CAP Plc recently financial statements for the year ended December 2017. While revenue increased slightly, the bottom line declined. Revenue increased by 4% from N6.8 billion in 2016 to N7.1 billion in 2017. Profit before tax however dropped by 5% from N2.2 billion in 2016 to N2.1 billion in 2017. Profit after tax also fell by 7% from N1.6 billion in 2016 to N1.4 billion in 2017.
Management costs jump
Despite the flat results, the company opted to increase salaries and wages. This rose from N507 million in 2016 to N621 million in 2017. Senior management took a larger percentage of staff costs as they accounted for 69% or N485 million of staff costs up from 65% or N382 million in 2016.
In terms of value added, the percentage applied to paying employees increased from 19% in 2016 to 23% in 2017. The percentage accrued to shareholders as dividends, however, dropped by 4% from 54% in 2016 to 50% in 2017.
Shareholders may have less cause to smile if nothing improves in the current year as the company has opted to cut its dividend payments in line with lower earnings per share.

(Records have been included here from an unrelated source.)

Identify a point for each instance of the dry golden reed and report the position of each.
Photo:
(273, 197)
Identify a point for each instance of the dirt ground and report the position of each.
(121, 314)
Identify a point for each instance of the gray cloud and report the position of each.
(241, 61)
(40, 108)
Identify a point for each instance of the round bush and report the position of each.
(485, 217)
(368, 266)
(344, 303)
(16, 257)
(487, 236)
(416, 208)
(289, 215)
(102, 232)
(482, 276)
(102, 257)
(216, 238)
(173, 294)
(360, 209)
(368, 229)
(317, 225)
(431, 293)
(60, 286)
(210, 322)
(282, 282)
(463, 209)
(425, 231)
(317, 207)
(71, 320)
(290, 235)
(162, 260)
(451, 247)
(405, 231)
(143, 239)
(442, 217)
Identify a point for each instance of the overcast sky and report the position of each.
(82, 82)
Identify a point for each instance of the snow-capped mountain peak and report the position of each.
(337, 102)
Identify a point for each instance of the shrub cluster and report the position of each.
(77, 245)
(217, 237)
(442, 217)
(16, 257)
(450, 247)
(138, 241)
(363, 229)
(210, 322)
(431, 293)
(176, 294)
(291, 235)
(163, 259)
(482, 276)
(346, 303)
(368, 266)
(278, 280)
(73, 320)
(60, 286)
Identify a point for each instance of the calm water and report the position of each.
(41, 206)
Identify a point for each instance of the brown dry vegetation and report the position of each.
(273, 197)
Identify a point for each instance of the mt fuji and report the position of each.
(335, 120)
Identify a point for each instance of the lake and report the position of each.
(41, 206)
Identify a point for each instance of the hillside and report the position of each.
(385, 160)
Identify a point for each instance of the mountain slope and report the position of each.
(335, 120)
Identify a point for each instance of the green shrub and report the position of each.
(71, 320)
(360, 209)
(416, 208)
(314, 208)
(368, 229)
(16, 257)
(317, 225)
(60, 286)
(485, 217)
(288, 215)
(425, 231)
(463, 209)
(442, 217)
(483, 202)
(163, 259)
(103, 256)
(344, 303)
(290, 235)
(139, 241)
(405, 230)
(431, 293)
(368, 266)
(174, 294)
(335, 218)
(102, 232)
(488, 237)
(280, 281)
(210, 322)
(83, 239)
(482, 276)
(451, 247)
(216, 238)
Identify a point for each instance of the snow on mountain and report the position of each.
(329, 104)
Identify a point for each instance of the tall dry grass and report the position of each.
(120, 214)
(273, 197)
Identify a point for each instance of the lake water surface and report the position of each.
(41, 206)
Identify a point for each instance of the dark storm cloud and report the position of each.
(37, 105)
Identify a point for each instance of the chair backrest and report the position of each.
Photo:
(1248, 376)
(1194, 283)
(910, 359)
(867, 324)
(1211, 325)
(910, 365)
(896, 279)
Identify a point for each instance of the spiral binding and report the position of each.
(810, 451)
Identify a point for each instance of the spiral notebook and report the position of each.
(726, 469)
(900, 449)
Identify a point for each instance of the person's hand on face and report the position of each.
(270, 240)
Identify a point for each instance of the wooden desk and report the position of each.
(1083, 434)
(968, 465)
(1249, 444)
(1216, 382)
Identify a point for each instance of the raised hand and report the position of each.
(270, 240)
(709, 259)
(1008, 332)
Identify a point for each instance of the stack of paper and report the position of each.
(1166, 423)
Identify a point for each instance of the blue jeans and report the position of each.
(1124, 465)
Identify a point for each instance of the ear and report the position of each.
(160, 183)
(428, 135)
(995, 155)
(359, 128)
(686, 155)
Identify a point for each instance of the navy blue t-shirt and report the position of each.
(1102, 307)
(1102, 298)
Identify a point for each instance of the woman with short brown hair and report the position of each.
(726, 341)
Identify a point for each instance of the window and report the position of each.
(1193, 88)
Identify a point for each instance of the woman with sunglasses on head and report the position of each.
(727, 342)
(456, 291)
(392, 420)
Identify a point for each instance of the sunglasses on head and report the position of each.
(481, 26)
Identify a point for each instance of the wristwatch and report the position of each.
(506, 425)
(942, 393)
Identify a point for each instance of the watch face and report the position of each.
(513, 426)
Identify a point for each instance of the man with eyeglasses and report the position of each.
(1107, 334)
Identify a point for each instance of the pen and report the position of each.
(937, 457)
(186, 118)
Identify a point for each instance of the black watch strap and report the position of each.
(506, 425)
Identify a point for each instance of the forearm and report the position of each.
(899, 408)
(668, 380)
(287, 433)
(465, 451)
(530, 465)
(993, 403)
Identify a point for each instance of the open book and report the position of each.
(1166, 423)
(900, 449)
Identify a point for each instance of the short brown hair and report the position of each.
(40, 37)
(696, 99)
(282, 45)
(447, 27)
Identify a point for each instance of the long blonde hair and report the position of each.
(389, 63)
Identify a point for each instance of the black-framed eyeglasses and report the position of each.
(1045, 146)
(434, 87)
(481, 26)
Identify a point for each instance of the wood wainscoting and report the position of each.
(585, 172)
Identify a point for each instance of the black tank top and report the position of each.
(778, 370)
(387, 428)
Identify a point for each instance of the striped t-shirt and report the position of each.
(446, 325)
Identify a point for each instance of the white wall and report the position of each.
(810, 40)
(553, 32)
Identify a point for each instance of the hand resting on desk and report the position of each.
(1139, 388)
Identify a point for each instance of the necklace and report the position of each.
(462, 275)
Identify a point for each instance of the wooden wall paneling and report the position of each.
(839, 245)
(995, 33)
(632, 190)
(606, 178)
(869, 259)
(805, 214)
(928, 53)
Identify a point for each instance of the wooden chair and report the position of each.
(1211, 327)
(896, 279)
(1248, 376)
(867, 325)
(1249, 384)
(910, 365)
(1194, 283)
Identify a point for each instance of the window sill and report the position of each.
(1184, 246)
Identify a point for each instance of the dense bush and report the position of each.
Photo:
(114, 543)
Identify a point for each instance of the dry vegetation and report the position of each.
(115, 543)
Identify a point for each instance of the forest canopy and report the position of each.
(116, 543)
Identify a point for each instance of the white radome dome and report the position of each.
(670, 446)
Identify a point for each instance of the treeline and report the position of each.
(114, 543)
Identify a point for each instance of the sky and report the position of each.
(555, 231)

CAP Plc has declared a final dividend of N2.03 kobo per share for the 2017 financial year, from earnings per share of N2.14. This is the lowest dividend the company has paid in the last 5 years.
Chemical and Allied Products Plc (CAP Plc), a subsidiary of UAC of Nigeria Plc, is the technological licensee of AkzoNobel, the world’s largest paint producer. UACN first bought a 35.7% stake in 1992 when parent company, ICI, sold its minority stake.Currently, UAC of Nigeria Plc holds about 50.09% of the company’s equity.
CAP Plc closed at N38.75 on Friday’s trading session, up 13.97% year to date.